Maroc : Mme Doha Aboutabit victime de sévices à la prison de Salé

Mme Doha Aboutabit, arrêtée le 3 décembre 2009, est détenue à la prison de  Salé. Lors du mouvement de révolte du 16 mai 2011 dans la prison, les forces de sécurité ont fait usage d'armes à feu blessant de nombreux prisonniers. Bien qu'épargné par ces événements, le quartier des femmes a pourtant été investi par les agents. Mme Aboutabit a subi de tels sévices qu'il est à craindre qu'elle n'ait des membres fracturés. L'administration de la prison refuse de la faire examiner.

Alkarama a saisi en urgence le 19 mai 2011 le Rapporteur spécial sur la torture lui demandant d'enjoindre aux autorités marocaines de cesser les persécutions dont Mme Doha ABOUTABIT est victime et d’ouvrir une enquête exhaustive et impartiale sur les mauvais traitements qu'elle a subis.

Mme ABOUTABIT, âgée de 26 ans, médecin, est de nationalité marocaine et française. De retour au Maroc, en avril 2009, après ses études de médecine, elle a été nommée en juillet 2009 Chef de service à l’hôpital Aït-Qamra dans la région d’Al-Hoceima au nord du pays.

Elle est accusée d’avoir « financé le terrorisme » pour avoir, plusieurs années auparavant, été sollicitée par son frère pour lui envoyer une modique somme d’argent sans savoir quel usage il en ferait. Celui-ci se serait par la suite rendu en Irak où, selon les autorités, il aurait trouvé la mort en 2008.

Elle a subi d'énormes pressions psychologiques et des violences pour qu'elle avoue ce qui lui était reproché. Elle n’a cessé d’exprimer ses protestations par plusieurs grèves de la faim contre le caractère inéquitable de son procès, à l'issue duquel elle a été condamnée à quatre ans de prison, et ses très mauvaises conditions de détention. Alkarama avait saisi par le passé le Rapporteur spécial sur la torture.

Lundi 16 mai 2011, la prison de Salé a connu un vaste mouvement de révolte des détenus politiques, essentiellement les personnes condamnées à la suite des attentats de Casablanca en mai 2003 à la suite de procès expéditifs et inéquitables.

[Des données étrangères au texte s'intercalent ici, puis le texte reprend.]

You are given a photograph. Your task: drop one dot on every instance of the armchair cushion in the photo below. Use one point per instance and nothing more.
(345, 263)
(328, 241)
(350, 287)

Les services de sécurité intervenus au cours de ces événements ont d’abord fait usage de gaz lacrymogènes contre les détenus rassemblés sur les toits avant de tirer, selon des sources proches des détenus, à balles réelles contre certains d’entre eux faisant un nombre indéterminé de blessés dont certains gravement atteints.

Le quartier de la prison réservé aux femmes, épargné par ce mouvement de protestation, a néanmoins été investi par les forces spéciales d’intervention.  Mme Doha ABOUTABIT a été saisie par plusieurs agents des forces spéciales qui l’ont jetée à terre et violemment battue sous les yeux des gardiens et des autorités de la prison.

Visitée par son père le mercredi 17 mai, celle-ci portait des traces visibles de coups sur son visage et s’est plainte de nombreuses autres blessures et hématomes sur le corps. Elle se trouvait dans l’impossibilité totale de remuer ses membres supérieurs laissant craindre qu’elle souffre de fractures. L’administration de la prison n’a pas cru utile de lui faire subir un examen médical.

La Résolution 64/168 de l’Assemblée générale des Nations Unies adoptée le 18 décembre 2009 rappelle explicitement que les Etats doivent veiller à ce qu’aucune forme de privation de liberté ne soustraie la personne détenue à la protection de la loi et à respecter les garanties relatives à la liberté, à la sûreté  et à la dignité de la personne conformément au droit international.